# Gradient-Based Optimisation

## Introduction

>Previously, we learnt how to optimise the parameters of linear regression using its analytical solutions. However, this technique has some fundamental drawbacks:

- It is available only for special cases of ML methods, i.e. __it cannot be generalised.__
- Its computation is not feasible for large datasets and cases involving many features.

In this notebook, we learn how to use **gradient-based optimisation** as another technique to find model parameterisations that perform well.

Gradient-based optimisation is not exclusively used in ML. It is a technique used for optimising all kinds of functions in all kinds of domains.

> We will employ gradient-based optimisation to minimise the criteria of our ML algorithms.

To improve your understanding, a depiction of gradient-based optimisation is provided in the diagram below. In our case, $f(w)$ represents the criterion that we intend to minimise, which varies with the model parameters ($w$ & $b$ for linear regression):

![](images/gradient_descent_intuition.jpg)

## Understanding Gradient-Based Optimisation

Our loss is simply a mathematical function that depends on the parameters of our model (for example, we used the mean-squared error (MSE) loss function in the previous notebooks).
Our objective is to move the parameters to the point where this loss is minimised.

> If we evaluated the loss value for every possible different parameterisation of our model, we would produce a **loss surface**. 

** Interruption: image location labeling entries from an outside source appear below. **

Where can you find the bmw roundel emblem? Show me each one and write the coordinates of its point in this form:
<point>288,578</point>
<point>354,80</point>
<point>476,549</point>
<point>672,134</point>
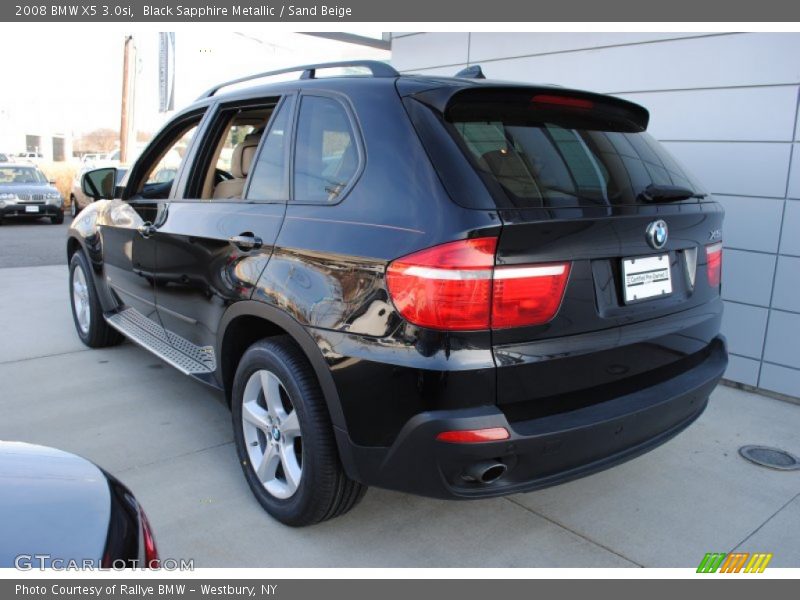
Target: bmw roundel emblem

The next step would involve identifying the lowest point on this surface. 
- At this point, it will have a gradient (steepness) of zero with respect to the parameters.
- As the parameters move away from that minima in any direction, the gradient will increase in that direction.

To return to the minima, we would __move our weights in the opposite direction to the gradient__ (simply subtract it).

![](./images/grad-based-optim.jpg)

## Numerical Example

Below is an example showing the shift direction for parameter $W$, initialised as $w=4$, for a surface given by

$$
L=(W-2)^2
$$ 

At this point on the surface, the loss gradient with respect to this parameter is positive; therefore, we should shift it in the negative direction to move it closer to the optima.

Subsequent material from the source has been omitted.